Although Verghese is focused on leadership, it is good to remember that corporations also have reputations that can be enhanced or destroyed on social media sites. It is much more difficult today for a company to control what is said about it. Rajiv Dingra, founder and CEO of the social media agency WATConsult, believes that an entrepreneur should deliberately develop an aura of confidence to help foster trust and credibility [“How to Generate Confidence, Quietly,” Wall Street Journal, 24 August 2010]. He writes:
“One of the key roles of entrepreneurs is to inspire and motivate people so that they work as passionately for the company as the founders do. This takes some doing. Not all entrepreneurs are great at everything. … The challenge in being an entrepreneur is that your limitations, mistakes and bloopers may seem magnified to the people in your company. Often as an early entrepreneur you are pushing the boundaries of what’s possible and failing more often than succeeding. As an innovative entrepreneur you will go through this no matter what stage of the company’s growth you are in. Failure is part and parcel of entrepreneurship. But the challenge in this process is that if you fail in front of your employees and seem vulnerable and disturbed, which is a natural reaction to failure, it can affect your team. This impact is further magnified when the team is small and during those early days when the vision of the company is still not clearly defined.”

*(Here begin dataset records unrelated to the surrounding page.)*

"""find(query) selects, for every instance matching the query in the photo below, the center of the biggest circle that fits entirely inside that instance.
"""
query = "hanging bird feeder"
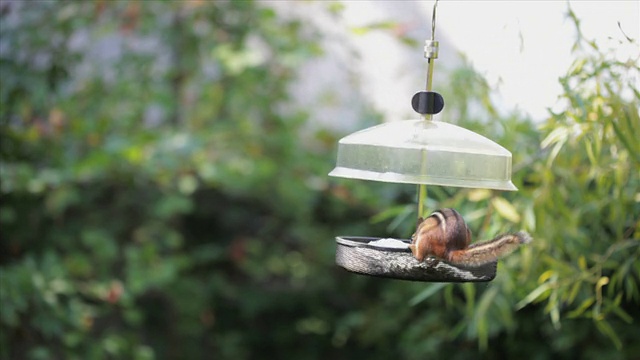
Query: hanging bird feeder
(424, 152)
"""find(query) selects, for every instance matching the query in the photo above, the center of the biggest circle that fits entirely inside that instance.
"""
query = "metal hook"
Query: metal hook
(433, 22)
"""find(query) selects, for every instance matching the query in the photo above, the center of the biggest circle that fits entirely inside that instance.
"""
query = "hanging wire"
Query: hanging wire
(431, 52)
(433, 22)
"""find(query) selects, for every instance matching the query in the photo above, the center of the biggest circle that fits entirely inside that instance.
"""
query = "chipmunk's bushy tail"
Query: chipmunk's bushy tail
(485, 252)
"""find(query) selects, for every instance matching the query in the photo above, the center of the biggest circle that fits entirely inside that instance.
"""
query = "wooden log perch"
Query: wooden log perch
(363, 256)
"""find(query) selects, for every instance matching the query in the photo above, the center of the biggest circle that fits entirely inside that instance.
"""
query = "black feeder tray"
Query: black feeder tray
(370, 256)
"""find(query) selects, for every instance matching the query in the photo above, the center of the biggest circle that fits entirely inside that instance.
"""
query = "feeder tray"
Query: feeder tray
(371, 256)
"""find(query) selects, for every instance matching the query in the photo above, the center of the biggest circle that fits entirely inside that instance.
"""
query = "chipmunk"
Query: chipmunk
(445, 235)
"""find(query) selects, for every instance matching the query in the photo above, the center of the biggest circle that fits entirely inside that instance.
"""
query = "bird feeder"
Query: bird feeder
(424, 152)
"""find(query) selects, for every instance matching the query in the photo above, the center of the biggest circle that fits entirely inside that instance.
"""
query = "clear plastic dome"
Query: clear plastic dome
(424, 152)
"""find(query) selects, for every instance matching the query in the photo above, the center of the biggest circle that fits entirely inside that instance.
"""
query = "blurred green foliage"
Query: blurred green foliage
(163, 198)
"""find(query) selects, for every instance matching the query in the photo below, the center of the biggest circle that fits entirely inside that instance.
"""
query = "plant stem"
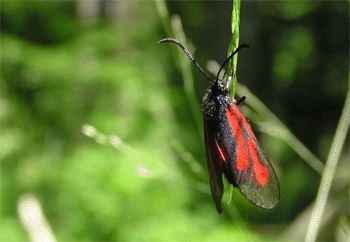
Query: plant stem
(328, 174)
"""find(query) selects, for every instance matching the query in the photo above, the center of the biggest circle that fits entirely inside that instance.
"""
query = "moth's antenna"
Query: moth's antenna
(227, 60)
(188, 54)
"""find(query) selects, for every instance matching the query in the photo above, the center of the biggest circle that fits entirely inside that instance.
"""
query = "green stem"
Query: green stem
(328, 175)
(235, 21)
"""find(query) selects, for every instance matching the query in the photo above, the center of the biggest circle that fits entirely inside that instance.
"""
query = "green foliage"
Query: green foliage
(98, 125)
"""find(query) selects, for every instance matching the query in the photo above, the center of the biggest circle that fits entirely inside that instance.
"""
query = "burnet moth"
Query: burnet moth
(231, 146)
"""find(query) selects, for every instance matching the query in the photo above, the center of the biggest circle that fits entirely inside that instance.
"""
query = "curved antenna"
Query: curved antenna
(187, 53)
(228, 58)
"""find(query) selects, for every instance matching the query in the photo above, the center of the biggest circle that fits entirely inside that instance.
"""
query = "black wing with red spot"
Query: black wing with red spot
(214, 160)
(247, 165)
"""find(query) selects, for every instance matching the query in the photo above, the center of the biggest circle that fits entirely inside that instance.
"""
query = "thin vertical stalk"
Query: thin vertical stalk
(328, 174)
(235, 21)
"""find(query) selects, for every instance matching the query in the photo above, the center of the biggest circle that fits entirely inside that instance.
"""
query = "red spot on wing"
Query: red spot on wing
(242, 150)
(260, 171)
(237, 120)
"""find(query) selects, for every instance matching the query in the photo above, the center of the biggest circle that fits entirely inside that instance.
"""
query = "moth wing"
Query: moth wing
(247, 166)
(214, 160)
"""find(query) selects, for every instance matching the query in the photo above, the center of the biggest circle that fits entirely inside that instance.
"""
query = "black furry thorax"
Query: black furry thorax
(216, 101)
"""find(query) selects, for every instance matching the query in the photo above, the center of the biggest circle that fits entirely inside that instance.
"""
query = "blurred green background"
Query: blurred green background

Unlike Verghese, who focuses on building credibility in mature companies, Dingra specifically focuses on entrepreneurial leadership in the early stages. He continues:
“Before someone reads this and feels that I am against transparency, I must clarify that I am not. All I am suggesting is a delay of sharing of thoughts and ideas until they are well defined inside the entrepreneur’s head. I’m suggesting that an entrepreneur should listen more than speak. I’m also suggesting that entrepreneurs try to create auras around themselves that makes their teams look up to them. This can be done by having two or three people as a layer of management through which the entrepreneur communicates with the rest of the company. In an early-stage company, even one person is enough. This aura should be created by the entrepreneur’s expertise. Each entrepreneur has some area of expertise, be it knowledge, negotiation, sales or something else. This should be clearly illustrated through his or her daily work. If you stick to what you are best at doing and let others work on the rest, people within your team will appreciate your efficiency, performance and delivery. It will not strike them that you are just doing what you love. Aura creation for entrepreneurs ensures that their people are inspired and motivated.”
Frankly, I’m not sure that creating an “aura” is as important as demonstrating competence. I agree with Dingra on that point. No one internally or externally is going to trust someone they perceive as incompetent. That doesn’t mean you can’t make mistakes — as Dingra point outs, entrepreneurs make plenty of them — but you must deal quickly and competently with those mistakes. Dingra concludes that creating an “aura” is “about being self-assured in a way that instills calmness and stability about the future of the company in employees’ minds.” I believe that is exactly what demonstrating competence does.
Summing up the discussion, no start-up company can survive if its leadership fails to foster credibility and trust in stakeholders — which include employees, board members, and investors. Credibility and trust are generated through good communications, ethical behavior, and demonstrated competence. Concentrate on developing those traits and, as Spock would say, you can “live long and prosper.”